Lessons from Kay Clark: Seeking Answers to Today’s Questions in RDT’s Archive (Part 3)
PART 3: ON LIFE
By: Kara Komarnitsky
Kay’s moments of frankness and frustration feel familiar to my own thoughts when I have struggled to feel like it is all worth it. As artists, we pour all our energy and self into what we do but we can never predict where that effort will go, and rarely does it come back to us in the way that we expected or hoped.
Awoke feeling frustrated, bitchy, and crabby about real or intuited or completely imagined dance people’s attitude. What situations are happening? What situations are the result of the mind turning over and over in its own residual garbage?
A dance company is too small a situation, too small a part of the world to have your sanity depend on it. The world is too counter to it. Lack of education, lack of money is defeating. It is wonderful with it is flourishing, mutual support, exhilaration. But you can’t beat your head against the wall for unavoidable circumstances. And it isn’t worth deteriorations into the petty. You must be flamboyant and gay.
Don’t expect something called management to be any more rational than something called artistic. Analyze for yourself. Prioritize and evaluate. “Expectations” are things like contributions – they may have track-records, they may have percentages and graphs – they may not happen.
Pettiness demeans any nobility about the work. Gossip demeans the work and begins to make pettiness multiply. Leadership works at principles not at demands. It works to create an environment to grow people positively and standards for people to measure themselves against. It tries to lance boils that are festering. It tries to set an example to inspire to guard against pettiness.
Today RDT is an established company that almost every dancer and dance teacher in the Salt Lake Valley can somehow trace their artistic lineage back to, either through a class they took or a performance they saw. It is easy to forget that when RDT was formed, it was a risk, an unknown, a daring attempt to start something that had never been done before. It took many years of experimentation, struggle, and determination before the company made a living wage, presented a regular season of performances, and offered a strong educational program. Kay writes, “This work I have done is extremely scary. No guidelines. No precedents. For me as an artist. For me as a group leader. There has been the isolation from related role models – though there haven’t been true examples to relate to anyway I suppose. The loneliness of making your own way. The loneliness of independence.” And yet she found so many ways to keep solving problems, challenging norms, and developing systems that have seen RDT through almost 60 years of meaningful and innovative dancing.
The old mind constructed a dream to prevent me from waking up. It was elaborate, a “scientific experiment” to keep me thinking, at a subconscious level, that I was doing to right thing to stay asleep.

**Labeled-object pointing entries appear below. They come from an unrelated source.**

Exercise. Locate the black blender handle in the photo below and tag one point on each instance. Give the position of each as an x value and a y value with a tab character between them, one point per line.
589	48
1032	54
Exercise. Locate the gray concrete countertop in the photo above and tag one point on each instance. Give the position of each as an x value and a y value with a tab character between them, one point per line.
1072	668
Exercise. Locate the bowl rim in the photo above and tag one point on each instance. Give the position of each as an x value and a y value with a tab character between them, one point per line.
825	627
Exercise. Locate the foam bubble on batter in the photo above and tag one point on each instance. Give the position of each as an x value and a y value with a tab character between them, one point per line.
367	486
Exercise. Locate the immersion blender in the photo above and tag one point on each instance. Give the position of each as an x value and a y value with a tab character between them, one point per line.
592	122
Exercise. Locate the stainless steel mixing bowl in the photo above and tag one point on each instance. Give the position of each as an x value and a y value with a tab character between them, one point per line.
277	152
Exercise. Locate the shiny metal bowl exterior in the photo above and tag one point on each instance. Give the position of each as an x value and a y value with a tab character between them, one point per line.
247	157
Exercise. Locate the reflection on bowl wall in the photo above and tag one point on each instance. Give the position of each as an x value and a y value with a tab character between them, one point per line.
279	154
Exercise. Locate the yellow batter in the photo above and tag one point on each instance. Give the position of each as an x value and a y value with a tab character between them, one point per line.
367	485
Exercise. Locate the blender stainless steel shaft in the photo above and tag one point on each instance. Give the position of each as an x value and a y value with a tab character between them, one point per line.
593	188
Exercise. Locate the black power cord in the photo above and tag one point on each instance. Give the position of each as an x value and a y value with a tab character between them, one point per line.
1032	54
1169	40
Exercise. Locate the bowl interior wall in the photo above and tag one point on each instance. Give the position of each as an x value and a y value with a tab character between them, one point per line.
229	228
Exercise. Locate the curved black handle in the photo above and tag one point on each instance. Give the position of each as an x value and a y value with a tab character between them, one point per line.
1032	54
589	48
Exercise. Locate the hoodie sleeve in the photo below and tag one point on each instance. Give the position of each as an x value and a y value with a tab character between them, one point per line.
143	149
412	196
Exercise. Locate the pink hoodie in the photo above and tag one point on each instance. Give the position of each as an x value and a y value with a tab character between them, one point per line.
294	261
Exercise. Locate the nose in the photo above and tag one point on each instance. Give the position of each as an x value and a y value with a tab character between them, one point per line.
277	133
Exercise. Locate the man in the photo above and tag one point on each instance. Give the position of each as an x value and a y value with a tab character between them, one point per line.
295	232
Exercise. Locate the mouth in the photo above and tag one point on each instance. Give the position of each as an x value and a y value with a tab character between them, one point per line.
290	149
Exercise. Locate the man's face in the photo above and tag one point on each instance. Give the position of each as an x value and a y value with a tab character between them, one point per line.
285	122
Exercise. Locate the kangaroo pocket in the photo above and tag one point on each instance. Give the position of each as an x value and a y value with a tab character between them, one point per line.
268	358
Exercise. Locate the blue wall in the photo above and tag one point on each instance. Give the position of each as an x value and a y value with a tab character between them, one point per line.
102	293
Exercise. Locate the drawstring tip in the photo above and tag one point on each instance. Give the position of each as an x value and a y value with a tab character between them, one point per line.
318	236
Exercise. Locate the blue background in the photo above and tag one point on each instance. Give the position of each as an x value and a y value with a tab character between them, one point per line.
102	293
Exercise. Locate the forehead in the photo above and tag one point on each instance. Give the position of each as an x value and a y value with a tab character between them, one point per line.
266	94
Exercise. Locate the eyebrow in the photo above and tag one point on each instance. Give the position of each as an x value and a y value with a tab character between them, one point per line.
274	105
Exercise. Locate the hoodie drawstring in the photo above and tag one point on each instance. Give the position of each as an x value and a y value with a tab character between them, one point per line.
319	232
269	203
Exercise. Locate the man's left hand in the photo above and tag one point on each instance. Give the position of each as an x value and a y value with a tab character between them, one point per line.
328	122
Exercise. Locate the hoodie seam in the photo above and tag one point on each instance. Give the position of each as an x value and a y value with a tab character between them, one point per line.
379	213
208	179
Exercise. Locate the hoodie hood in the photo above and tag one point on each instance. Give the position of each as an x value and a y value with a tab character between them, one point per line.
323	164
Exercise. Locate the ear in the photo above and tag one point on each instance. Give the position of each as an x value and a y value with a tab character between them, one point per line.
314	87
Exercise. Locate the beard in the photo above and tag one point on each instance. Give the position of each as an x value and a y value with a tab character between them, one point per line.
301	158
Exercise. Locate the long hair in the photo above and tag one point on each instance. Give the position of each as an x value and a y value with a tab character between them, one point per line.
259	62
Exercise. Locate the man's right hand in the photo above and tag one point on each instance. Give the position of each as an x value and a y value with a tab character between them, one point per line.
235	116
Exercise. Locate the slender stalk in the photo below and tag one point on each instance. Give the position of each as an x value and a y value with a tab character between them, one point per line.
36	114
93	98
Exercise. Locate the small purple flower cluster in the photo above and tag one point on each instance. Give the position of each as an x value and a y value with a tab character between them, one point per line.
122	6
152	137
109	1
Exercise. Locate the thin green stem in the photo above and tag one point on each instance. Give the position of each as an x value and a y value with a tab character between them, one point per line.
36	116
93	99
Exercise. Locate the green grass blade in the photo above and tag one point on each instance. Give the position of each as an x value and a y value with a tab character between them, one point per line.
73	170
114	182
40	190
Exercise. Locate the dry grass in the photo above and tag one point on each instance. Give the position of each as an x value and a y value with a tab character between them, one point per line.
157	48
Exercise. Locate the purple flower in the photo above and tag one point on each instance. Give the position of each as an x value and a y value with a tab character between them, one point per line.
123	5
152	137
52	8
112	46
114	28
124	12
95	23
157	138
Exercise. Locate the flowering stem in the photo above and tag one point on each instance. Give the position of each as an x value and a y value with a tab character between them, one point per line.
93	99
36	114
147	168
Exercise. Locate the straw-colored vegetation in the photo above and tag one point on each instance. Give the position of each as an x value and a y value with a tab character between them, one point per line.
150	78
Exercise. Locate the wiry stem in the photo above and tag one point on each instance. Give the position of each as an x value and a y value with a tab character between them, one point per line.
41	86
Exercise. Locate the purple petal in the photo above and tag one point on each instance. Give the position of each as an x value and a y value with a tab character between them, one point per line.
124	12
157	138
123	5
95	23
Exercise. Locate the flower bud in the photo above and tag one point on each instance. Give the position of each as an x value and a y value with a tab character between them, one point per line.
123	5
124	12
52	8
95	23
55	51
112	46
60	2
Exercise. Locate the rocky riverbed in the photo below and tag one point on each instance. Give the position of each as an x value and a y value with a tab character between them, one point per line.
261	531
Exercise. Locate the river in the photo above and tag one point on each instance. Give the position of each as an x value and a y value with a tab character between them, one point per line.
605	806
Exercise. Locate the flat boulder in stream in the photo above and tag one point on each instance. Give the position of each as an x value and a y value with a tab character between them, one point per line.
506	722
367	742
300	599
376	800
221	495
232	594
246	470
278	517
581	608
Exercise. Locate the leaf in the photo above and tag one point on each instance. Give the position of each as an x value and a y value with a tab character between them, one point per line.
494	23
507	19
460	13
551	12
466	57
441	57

The richness of this dream has made me realize anew the everpresence of the minds imaginative power. How we all dream. That dream is sometimes overused as a term and that quite literally it’s something that happens while asleep to even stupid people and possible even animals.
Dream, imagination is the root of art: of telling stories, of dancing, of making plays, of singing. We all have the need.
Dancing and singing came before language, story-telling, play-crafting.
Dreams come before that.
I am grateful for Kay’s notes today to put my own challenges into perspective. It has always been and always will be a challenge to be an artist, but there are many who have come before me and laid the groundwork for dreaming big and pushing the boundaries. I am grateful for RDT’s archive of insights, resources, and dances that continue to feed my questions, interests, and creative visions. RDT’s history shows that there is a pathway through difficulty and encourages artists to keep taking risks. One of Kay’s lines keeps coming back to me as a lighthearted reminder to keep going: “The art world is full of strange people. The dance world is even weirder … It is not boring, however, when you need security and sameness you can move to Murray.”